Operators¶
xarray¶
We have based our library on xarray, an open source project and Python package that makes working with labelled multi-dimensional arrays simple and efficient. The full documentation can be found at https://xarray.pydata.org/en/stable/.
The basic data structure we use is an xarray.DataArray, a labelled multi-dimensional array whose key properties are:
values: a numpy.ndarray holding the array’s values;
dims: dimension names for each axis;
coords: a dict-like container of arrays (coordinates) that label each point (e.g., 1-dimensional arrays of numbers, datetime objects or strings);
attrs: a dict to hold arbitrary metadata (attributes).
Let us consider a specific example:
import qnt.data as qndata
futures = qndata.futures.load_data(min_date="2006-01-01")
futures.dims
The output is a tuple:
('field', 'time', 'asset')
The most common operation is to select a specific field as follows:
close_price = futures.sel(field='close')
which will return a structure similar to a pandas DataFrame: a two-by-two matrix with the time coordinate on the y-axis, in ascending order, and the values of the close for all assets on the x-axis.
These data structures can be used for building indicators.
Arithmetic operations with a single xarray.DataArray automatically vectorize (like numpy) over all array values:
close_price_100 = close_price/100.0
You can also use any of numpy’s or scipy’s many ufunc functions directly on a DataArray:
import numpy
numpy.log(close_price)
The file qnt/xr_talib.py contains many technical indicators, for example:
import qnt.xr_talib as talib
close_price_sma= talib.SMA(close_price, 2)
Optimized version of the indicators based on numba can be found in the qnt/ta folder, for example:
import qnt.ta as qnta
close_price_sma= qnta.sma(close_price, 2)
pandas¶
Here we describe how to work with pandas data structures.
The first step consists in converting the sliced xarray.DataArray into a pandas.DataFrame:
import qnt.data as qntdata
data = qntdata.futures.load_data(tail=365*15)
close= data.sel(field="close").to_pandas()
We can then compute an indicator using standard pandas methods:
close_sma = ((close-close.shift(10))/close.shift(10)).rolling(30).mean()
and define our normalized weights to be:
norm = abs(close_sma).sum(axis=1)
weights= close_sma.div(norm, axis=0)
The final conversion to an xarray.DataArray can be performed simply with:
final_weights = weights.unstack().to_xarray()

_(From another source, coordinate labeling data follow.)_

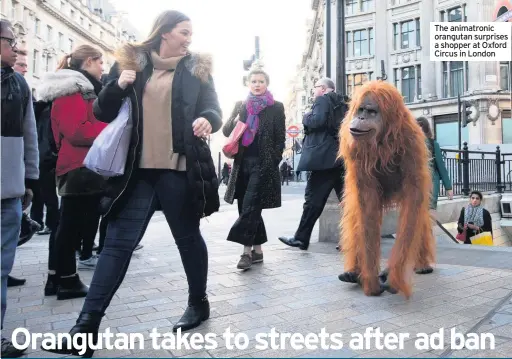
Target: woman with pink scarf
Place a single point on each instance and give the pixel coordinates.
(254, 181)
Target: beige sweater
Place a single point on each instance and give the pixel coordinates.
(157, 147)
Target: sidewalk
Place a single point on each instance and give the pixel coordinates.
(292, 291)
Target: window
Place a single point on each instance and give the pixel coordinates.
(49, 33)
(351, 7)
(406, 35)
(37, 27)
(408, 81)
(455, 78)
(446, 129)
(35, 63)
(354, 81)
(455, 15)
(360, 42)
(455, 73)
(505, 76)
(418, 32)
(366, 5)
(61, 41)
(48, 65)
(13, 10)
(506, 127)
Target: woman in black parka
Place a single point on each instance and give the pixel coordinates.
(255, 181)
(174, 107)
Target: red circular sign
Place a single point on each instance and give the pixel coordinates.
(293, 131)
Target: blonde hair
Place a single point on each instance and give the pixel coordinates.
(76, 59)
(257, 69)
(164, 23)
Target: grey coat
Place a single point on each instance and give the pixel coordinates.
(272, 132)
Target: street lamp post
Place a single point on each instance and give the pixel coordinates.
(328, 38)
(340, 45)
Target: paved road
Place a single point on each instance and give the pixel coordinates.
(293, 291)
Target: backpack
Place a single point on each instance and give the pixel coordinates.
(47, 146)
(339, 108)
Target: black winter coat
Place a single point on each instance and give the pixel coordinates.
(193, 96)
(272, 133)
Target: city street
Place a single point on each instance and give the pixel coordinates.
(293, 291)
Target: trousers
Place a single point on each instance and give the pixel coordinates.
(152, 189)
(11, 226)
(319, 187)
(249, 228)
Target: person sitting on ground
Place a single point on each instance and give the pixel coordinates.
(474, 218)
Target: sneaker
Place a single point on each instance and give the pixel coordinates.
(257, 257)
(44, 231)
(87, 263)
(9, 351)
(245, 262)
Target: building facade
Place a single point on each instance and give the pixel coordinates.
(50, 29)
(396, 33)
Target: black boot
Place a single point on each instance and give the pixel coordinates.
(195, 313)
(88, 323)
(293, 242)
(71, 287)
(51, 286)
(14, 282)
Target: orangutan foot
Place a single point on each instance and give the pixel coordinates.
(424, 270)
(349, 277)
(383, 278)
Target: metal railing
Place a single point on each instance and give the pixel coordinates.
(477, 170)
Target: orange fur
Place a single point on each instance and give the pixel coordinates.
(391, 170)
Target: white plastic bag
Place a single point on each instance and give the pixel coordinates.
(108, 153)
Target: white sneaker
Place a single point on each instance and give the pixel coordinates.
(88, 263)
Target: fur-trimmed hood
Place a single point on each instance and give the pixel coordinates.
(131, 58)
(61, 83)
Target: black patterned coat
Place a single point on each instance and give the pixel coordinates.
(272, 132)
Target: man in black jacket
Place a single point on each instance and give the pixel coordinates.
(319, 155)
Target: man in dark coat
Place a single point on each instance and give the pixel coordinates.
(319, 155)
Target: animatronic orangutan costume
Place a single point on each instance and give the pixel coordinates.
(387, 163)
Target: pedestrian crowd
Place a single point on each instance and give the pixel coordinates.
(168, 96)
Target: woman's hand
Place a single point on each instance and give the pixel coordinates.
(202, 127)
(127, 78)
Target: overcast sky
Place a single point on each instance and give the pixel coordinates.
(226, 29)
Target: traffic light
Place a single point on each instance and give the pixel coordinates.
(466, 112)
(248, 63)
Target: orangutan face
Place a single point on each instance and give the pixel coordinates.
(367, 122)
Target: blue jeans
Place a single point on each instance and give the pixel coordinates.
(11, 226)
(125, 229)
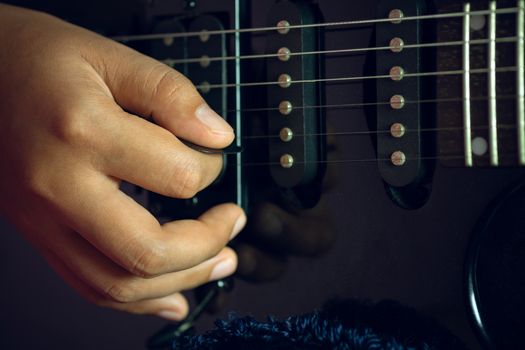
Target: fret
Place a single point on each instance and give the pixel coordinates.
(467, 132)
(492, 102)
(520, 80)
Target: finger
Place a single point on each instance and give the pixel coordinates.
(129, 235)
(146, 155)
(116, 284)
(173, 307)
(257, 265)
(149, 88)
(307, 233)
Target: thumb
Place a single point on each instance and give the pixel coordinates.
(148, 88)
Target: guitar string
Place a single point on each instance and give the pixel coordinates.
(371, 161)
(143, 37)
(370, 104)
(172, 62)
(368, 132)
(206, 87)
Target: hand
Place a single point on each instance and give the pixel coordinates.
(76, 118)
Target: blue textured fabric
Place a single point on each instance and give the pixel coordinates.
(342, 326)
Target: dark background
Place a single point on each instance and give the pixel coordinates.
(381, 250)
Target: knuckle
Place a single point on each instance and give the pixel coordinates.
(169, 84)
(73, 129)
(185, 181)
(149, 262)
(122, 292)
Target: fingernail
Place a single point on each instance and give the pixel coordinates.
(212, 120)
(238, 226)
(170, 315)
(222, 269)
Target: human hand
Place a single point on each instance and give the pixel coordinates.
(76, 118)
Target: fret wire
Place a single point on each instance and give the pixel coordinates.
(467, 134)
(520, 80)
(492, 103)
(368, 104)
(173, 62)
(128, 38)
(368, 132)
(365, 77)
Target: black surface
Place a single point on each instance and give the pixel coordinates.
(381, 251)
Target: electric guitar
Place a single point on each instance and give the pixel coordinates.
(415, 107)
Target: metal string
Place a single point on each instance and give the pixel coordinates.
(172, 62)
(128, 38)
(371, 161)
(368, 132)
(369, 104)
(206, 87)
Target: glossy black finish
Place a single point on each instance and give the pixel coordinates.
(381, 251)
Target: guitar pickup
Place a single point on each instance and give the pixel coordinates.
(296, 153)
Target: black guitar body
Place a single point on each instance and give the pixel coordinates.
(429, 244)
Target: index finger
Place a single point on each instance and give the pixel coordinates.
(129, 235)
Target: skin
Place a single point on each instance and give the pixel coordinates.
(78, 114)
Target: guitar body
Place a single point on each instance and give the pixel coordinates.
(383, 249)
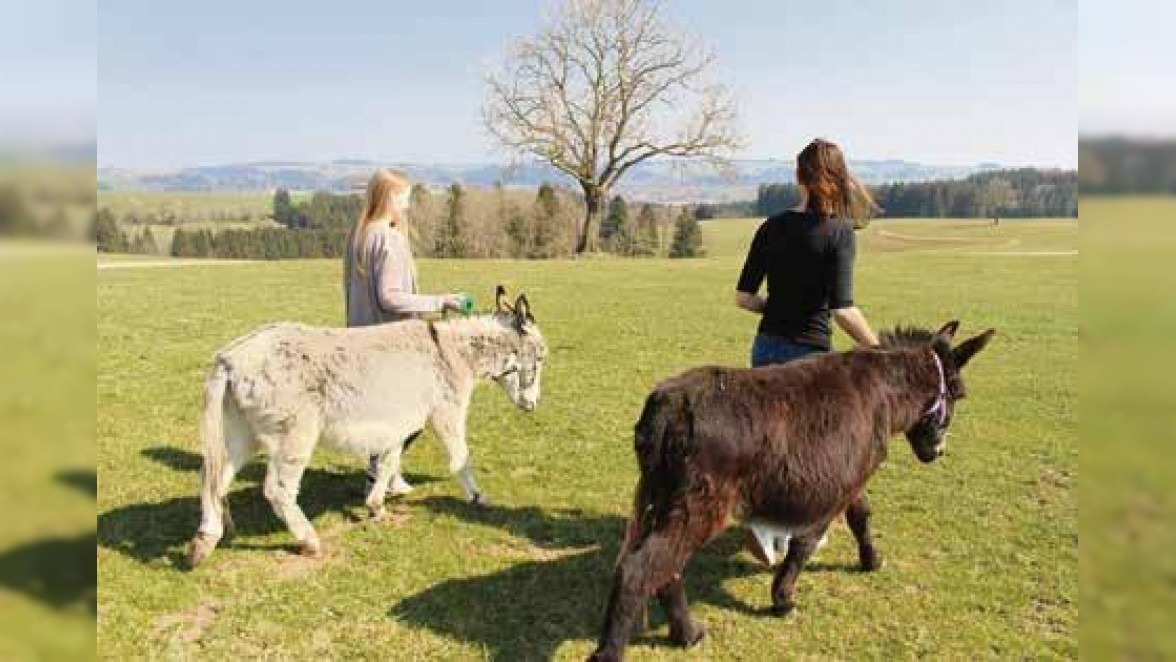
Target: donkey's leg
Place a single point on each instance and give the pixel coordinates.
(214, 513)
(783, 586)
(389, 467)
(288, 457)
(241, 448)
(652, 567)
(683, 630)
(857, 516)
(449, 423)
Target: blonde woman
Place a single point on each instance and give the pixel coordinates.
(380, 274)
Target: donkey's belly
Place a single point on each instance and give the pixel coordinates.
(768, 541)
(369, 436)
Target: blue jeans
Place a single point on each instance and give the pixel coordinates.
(769, 349)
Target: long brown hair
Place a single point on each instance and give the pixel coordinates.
(829, 189)
(385, 185)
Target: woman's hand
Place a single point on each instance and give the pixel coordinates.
(750, 302)
(450, 301)
(853, 321)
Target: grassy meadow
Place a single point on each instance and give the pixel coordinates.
(981, 548)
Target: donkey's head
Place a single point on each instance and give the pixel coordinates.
(928, 434)
(523, 365)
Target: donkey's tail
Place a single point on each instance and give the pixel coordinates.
(212, 432)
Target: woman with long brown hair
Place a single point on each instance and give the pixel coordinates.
(807, 256)
(380, 274)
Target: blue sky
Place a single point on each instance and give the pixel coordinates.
(926, 80)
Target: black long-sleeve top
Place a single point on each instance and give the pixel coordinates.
(808, 261)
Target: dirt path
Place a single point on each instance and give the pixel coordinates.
(165, 263)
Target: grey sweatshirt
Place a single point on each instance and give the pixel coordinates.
(387, 289)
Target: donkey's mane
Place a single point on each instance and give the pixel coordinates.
(483, 323)
(908, 336)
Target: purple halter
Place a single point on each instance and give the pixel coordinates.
(940, 407)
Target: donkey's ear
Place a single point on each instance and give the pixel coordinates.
(500, 300)
(970, 347)
(949, 329)
(522, 309)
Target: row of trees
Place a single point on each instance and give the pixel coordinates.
(111, 238)
(264, 243)
(1021, 193)
(459, 222)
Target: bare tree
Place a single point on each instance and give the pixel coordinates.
(602, 87)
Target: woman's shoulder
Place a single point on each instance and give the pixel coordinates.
(385, 235)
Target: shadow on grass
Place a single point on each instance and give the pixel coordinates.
(151, 532)
(59, 572)
(528, 610)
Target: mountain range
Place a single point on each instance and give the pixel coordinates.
(655, 181)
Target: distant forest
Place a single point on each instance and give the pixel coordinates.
(1021, 193)
(510, 222)
(1120, 166)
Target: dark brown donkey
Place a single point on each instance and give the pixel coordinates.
(789, 447)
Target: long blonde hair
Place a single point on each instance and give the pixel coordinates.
(385, 185)
(829, 189)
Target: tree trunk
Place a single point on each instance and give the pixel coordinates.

In the following table we show some useful wrapper functions for working with pandas structures:
Operator | Python |
---|---|
ts_sum(df, window) |
def ts_sum(df, window=20):
"""
Computes the sum of the values on a rolling basis.
:param df: pandas.DataFrame.
:param window: the rolling window used for the computation.
:return: a pandas.DataFrame with the sum of the values over the past 'window' days.
"""
return df.rolling(window).sum()
|
sma(df, window) |
def sma(df, window=20):
"""
Computes the simple moving average.
:param df: pandas.DataFrame.
:param window: the rolling window used for the computation.
:return: a pandas.DataFrame with the sma over the past 'window' days.
"""
return df.rolling(window).mean()
|
stddev(df, window) |
def stddev(df, window=20):
"""
Computes the standard deviation on a rolling basis.
:param df: pandas.DataFrame.
:param window: the rolling window used for the computation.
:return: a pandas.DataFrame with the stddev over the past 'window' days.
"""
return df.rolling(window).std()
|
correlation(x, y, window) |
def correlation(x, y, window=20):
"""
Computes correlation on a rolling basis.
:params x,y: pandas.DataFrames.
:param window: the rolling window used for the computation.
:return: a pandas.DataFrame with the time-series of the column-wise correlation between x and y over the past 'window' days.
"""
return x.rolling(window).corr(y)
|
covariance(x, y, window) |
def covariance(x, y, window=20):
"""
Computes covariance on a rolling basis.
:params x,y: pandas.DataFrames.
:param window: the rolling window used for the computation.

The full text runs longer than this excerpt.